For weeks Barkat and his team had been peddling to us, his coalition partners, the idea of a strike as the only means of advancing negotiations with the Finance Ministry for the 2017 capital city grant. Our gut was telling us that he was orchestrating this “only option” scenario a little too keenly and a little too quickly.
A few days later we knew matters had intensified when Barkat brought in the notorious head of the Workers Union, Dany Bonfil, a convicted felon former mayor Ehud Olmert of all people had worked tirelessly to get rid of as he had allegedly been known to terrorize city workers to get favors for his friends and hold the city hostage on many occasions with illegitimate strikes. Barkat had given him a new lease on life a few years back by actively weakening his competition, thus paving the way for him to breeze back into Safra Square. So Bonfil owed him one.
In the meetings that were held in the build-up to this nonsensical strike Barkat sat next to Bonfil, looking somehow smaller than him, with body language that said that this man wasn’t a natural partner for him but perhaps useful for now. We witnessed council members mumbling words of despair and Bonfil shouting them down; he was now in charge. At that moment I remember thinking to myself that Barkat had sold his soul to the devil and even felt a little sorry for him and his blinded judgment.
The ultra-Orthodox didn’t say much – they didn’t have to because they know all too well Barkat can’t and won’t mess with their kids. They never take part in strikes – their rabbis tell them it’s a Torah transgression to stop Torah studies – and every year they somehow find a way to get out of the painful and tedious task of securing the budgets they later enjoy.

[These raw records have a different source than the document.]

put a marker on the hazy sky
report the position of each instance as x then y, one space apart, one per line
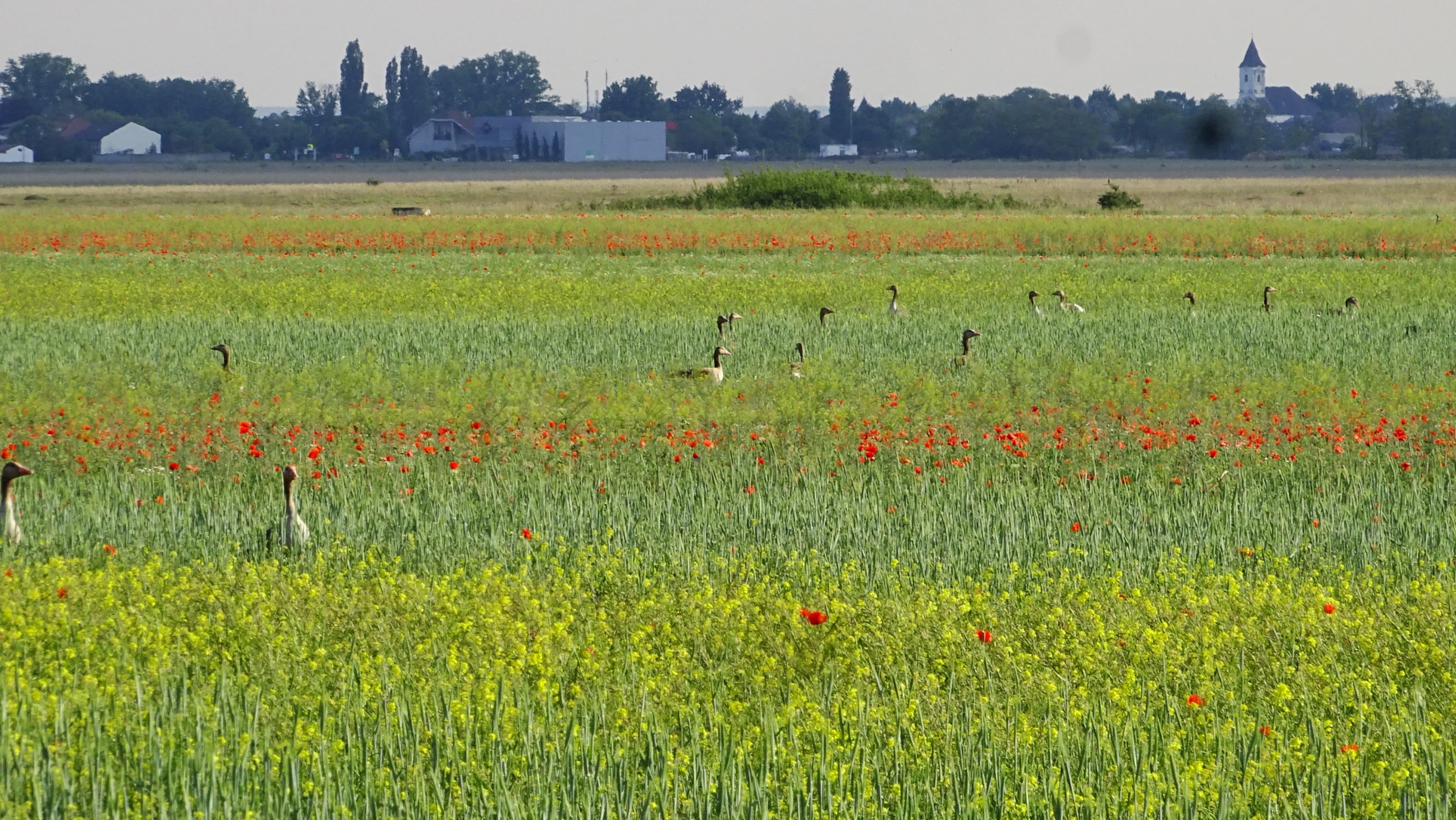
765 50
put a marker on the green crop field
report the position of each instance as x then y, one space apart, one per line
1137 561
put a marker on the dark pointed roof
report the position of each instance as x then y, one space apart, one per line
1251 57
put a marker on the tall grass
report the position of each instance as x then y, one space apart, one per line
552 580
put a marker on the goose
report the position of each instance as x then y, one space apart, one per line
715 372
797 366
1065 305
895 302
8 474
966 347
293 532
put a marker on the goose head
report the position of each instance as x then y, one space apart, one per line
14 471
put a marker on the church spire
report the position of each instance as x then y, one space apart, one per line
1251 57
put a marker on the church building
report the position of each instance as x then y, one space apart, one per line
1280 104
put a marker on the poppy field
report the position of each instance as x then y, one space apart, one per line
1145 560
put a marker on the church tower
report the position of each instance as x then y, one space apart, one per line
1251 76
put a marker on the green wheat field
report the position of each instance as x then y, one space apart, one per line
1143 560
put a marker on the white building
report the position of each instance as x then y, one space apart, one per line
1251 76
10 152
132 139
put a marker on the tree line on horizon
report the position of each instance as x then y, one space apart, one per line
40 92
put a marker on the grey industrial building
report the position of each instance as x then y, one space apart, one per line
564 139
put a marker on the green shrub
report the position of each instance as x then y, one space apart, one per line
819 188
1114 198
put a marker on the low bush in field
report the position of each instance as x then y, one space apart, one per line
819 188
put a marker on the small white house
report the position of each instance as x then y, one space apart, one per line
132 139
10 152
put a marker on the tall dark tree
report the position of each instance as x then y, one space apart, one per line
392 99
316 104
1420 123
841 108
494 85
1338 99
415 97
353 89
41 84
635 98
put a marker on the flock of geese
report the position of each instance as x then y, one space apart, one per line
795 364
295 532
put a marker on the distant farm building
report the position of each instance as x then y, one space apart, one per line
130 139
10 152
560 139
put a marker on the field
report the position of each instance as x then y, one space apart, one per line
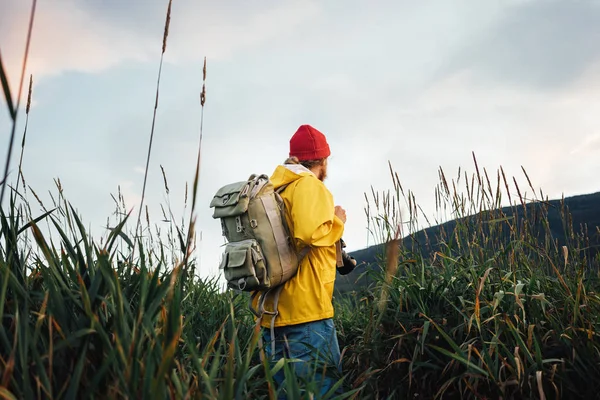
496 307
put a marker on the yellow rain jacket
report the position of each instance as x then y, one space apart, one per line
310 215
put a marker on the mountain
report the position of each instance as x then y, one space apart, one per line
581 211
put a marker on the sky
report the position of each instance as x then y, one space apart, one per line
419 85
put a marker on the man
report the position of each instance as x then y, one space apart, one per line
304 325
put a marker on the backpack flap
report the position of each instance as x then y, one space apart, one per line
244 266
231 200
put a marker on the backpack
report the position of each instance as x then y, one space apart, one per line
259 254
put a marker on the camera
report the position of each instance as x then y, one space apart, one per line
349 261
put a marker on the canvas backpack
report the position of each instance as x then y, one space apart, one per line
259 255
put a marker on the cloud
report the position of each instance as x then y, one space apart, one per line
76 36
541 44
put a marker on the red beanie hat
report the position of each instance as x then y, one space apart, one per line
309 144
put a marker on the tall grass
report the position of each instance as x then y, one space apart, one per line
492 308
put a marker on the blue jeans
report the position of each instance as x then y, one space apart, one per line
312 342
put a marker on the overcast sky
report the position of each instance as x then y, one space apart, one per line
418 84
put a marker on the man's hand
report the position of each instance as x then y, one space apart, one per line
340 213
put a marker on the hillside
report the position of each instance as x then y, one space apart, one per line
583 210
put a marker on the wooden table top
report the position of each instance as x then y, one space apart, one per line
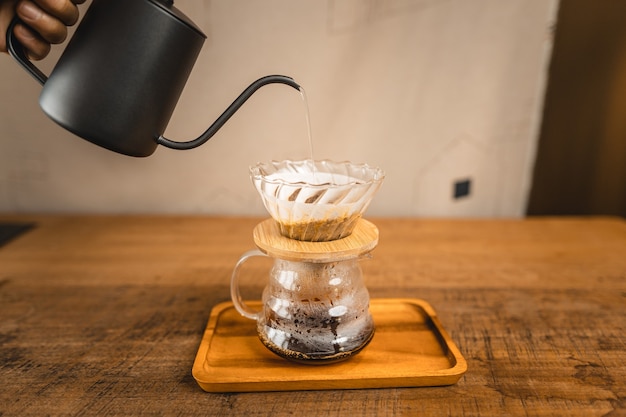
104 315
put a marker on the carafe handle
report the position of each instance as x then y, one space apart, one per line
16 50
235 293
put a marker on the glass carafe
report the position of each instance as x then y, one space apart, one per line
315 306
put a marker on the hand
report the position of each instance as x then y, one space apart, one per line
45 23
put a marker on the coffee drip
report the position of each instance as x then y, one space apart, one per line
315 307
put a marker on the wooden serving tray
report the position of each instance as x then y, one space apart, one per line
410 349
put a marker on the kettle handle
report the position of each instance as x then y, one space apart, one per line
16 50
269 79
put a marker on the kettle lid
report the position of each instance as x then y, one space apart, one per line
168 6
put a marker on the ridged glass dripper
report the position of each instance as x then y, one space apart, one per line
316 200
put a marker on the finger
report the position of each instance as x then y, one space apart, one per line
36 48
64 10
50 29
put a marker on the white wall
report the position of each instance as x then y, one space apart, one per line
432 91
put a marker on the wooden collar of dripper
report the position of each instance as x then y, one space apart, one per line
269 240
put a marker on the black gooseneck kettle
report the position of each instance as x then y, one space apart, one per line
120 76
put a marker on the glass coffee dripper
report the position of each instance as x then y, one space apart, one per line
315 307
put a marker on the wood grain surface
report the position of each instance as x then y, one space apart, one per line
103 315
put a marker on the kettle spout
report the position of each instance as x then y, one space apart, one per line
235 105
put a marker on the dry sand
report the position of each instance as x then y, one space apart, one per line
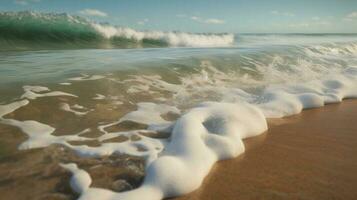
312 155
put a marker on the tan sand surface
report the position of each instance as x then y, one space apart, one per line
312 155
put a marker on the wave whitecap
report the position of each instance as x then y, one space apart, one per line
32 29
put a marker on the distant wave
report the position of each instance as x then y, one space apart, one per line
29 29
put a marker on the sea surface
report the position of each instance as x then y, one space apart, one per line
100 89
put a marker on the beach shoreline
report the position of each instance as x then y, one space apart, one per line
306 156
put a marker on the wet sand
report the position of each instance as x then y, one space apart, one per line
307 156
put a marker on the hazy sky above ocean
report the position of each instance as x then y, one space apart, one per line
239 16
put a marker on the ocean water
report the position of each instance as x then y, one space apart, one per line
187 99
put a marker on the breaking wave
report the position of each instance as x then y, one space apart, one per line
27 30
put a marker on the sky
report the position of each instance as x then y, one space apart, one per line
233 16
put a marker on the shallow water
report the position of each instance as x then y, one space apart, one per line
102 102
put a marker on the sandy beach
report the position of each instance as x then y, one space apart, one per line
307 156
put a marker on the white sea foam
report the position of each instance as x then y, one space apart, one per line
33 92
86 77
214 131
176 39
203 135
66 107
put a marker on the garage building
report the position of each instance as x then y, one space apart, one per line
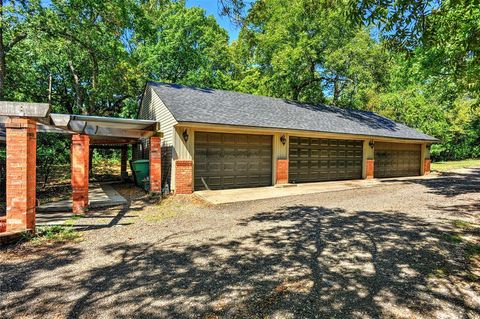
216 139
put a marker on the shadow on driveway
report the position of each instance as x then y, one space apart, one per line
298 261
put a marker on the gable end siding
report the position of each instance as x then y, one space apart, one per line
153 108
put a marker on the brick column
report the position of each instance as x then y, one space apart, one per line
282 172
426 166
80 166
123 163
155 165
370 165
21 173
183 177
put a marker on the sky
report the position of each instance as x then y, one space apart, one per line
211 7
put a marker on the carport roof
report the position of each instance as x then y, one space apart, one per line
198 105
102 130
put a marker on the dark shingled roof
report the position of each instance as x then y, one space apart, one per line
190 104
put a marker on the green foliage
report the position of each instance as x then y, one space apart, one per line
183 46
56 233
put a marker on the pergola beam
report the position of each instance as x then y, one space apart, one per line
22 109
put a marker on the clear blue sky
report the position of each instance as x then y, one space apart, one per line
211 7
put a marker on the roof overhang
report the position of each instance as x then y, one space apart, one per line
102 130
321 134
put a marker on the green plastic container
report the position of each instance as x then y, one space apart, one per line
141 170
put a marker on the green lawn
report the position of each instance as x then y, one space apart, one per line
450 165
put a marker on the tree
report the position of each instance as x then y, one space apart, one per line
15 18
183 46
307 51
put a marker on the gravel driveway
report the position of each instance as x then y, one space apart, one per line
400 250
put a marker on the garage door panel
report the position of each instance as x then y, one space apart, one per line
395 160
232 160
324 159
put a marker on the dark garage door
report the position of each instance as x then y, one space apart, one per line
314 159
232 160
394 159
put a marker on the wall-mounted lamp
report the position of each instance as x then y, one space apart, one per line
185 135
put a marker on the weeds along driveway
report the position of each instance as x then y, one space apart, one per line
396 251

The rest, as they say, is a steaming pile of municipal history: garbage- filled streets and in some areas garbage deliberately spread by union members on train tracks to stop the trains. Even more painful, parents stuck at home having to cancel their work at the last minute or calling on grandparents to help, an overall disruption of their already harsh routine.
And for what? As I write these lines Barkat has still achieved nothing. A call from the prime minister last Tuesday evening threw him a ladder to climb down from the tree he’d climbed up, and he put the strike on hold. On Sunday, minsters reacted angrily to his oversimplified pitch for extra funds and immature tactics to secure resources that he could have secured by presenting crystallized programs rather than slogans and threats. Barkat’s reaction was to blame the Parents Union, that was reluctantly dragged into the mess, and of course Bonfil. He used them as he used all of us.
And where were the rest of the city council members? Barkat’s own party mainly disappeared or simply repeated his tired and empty mantras that nobody was buying, and the rest of the council, the people that in coalition meetings initially stood with us regarding keeping children and parents out of the struggle, went on a groveling tour to distance themselves from the stench of the strike.
My party and I took a stand against using ordinary people as political pawns and of that I am extremely proud. What is sad is that we have learned to expect so little from our politicians that when some of them actually act out of principle we find it hard to take it at face value.
Jerusalem now more than ever needs a strong, determined opposition and we are looking forward to working for the residents of the city and not for a mayor who has lost his way.